And the Metal Emperor! Dulled and faint were his fires, dimmed his splendors; and fainter still were the violet luminescences of the watching Stars, the shimmering livery of his court.

The Keeper of the Cones! Were not its outstretched planes hovering lower and lower over the gleaming tablet; its tentacles moving aimlessly, feebly—wearily?

I had a sense of force being withdrawn from all about me. It was as though all the City were being drained of life—as though vitality were being sucked from it to feed this pyramid of radiance; drained from it to forge the thrusting spear piercing sunward.

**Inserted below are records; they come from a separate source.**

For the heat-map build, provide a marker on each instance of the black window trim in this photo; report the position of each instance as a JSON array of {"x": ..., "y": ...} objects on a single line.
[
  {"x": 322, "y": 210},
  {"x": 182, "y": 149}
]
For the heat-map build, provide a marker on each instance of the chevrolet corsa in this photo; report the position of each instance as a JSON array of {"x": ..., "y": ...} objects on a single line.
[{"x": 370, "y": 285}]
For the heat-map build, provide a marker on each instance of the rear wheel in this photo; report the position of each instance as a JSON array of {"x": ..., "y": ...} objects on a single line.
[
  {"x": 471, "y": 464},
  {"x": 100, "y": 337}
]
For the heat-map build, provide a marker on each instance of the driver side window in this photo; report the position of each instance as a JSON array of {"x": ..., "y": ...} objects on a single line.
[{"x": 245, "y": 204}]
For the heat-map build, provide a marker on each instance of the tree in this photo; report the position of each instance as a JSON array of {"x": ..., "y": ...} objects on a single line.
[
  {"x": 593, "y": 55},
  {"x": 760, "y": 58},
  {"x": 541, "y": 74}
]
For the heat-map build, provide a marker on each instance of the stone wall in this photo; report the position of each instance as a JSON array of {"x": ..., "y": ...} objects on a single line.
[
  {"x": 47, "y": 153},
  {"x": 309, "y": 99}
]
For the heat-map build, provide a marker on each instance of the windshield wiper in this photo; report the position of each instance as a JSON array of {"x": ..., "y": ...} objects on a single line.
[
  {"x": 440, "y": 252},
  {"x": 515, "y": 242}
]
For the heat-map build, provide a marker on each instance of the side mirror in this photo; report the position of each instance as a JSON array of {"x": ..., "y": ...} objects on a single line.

The Metal People seemed to hang limply, inert; the living girders seemed to sag; the living columns to bend; to droop and to sway.

Twelve minutes.

With a nerve-racking crash one of the laden beams fell; dragging down with it others; bending, shattering in its fall a thicket of the horned columns. Behind us the sparkling eyes of the wall were dimmed, vacant—dying. Something of that hellish loneliness, that demoniac desire for immolation that had assailed us in the haunted hollow of the ruins began to creep over me.

The crowded crater was fainting. The life was going out of the City—its magnetic life, draining into the shaft of green fire.

Duller grew the Metal Emperor's glories.

Fourteen minutes.

“Goodwin,” cried Drake, “the life's going out of these Things! Going out with that ray they're shooting.”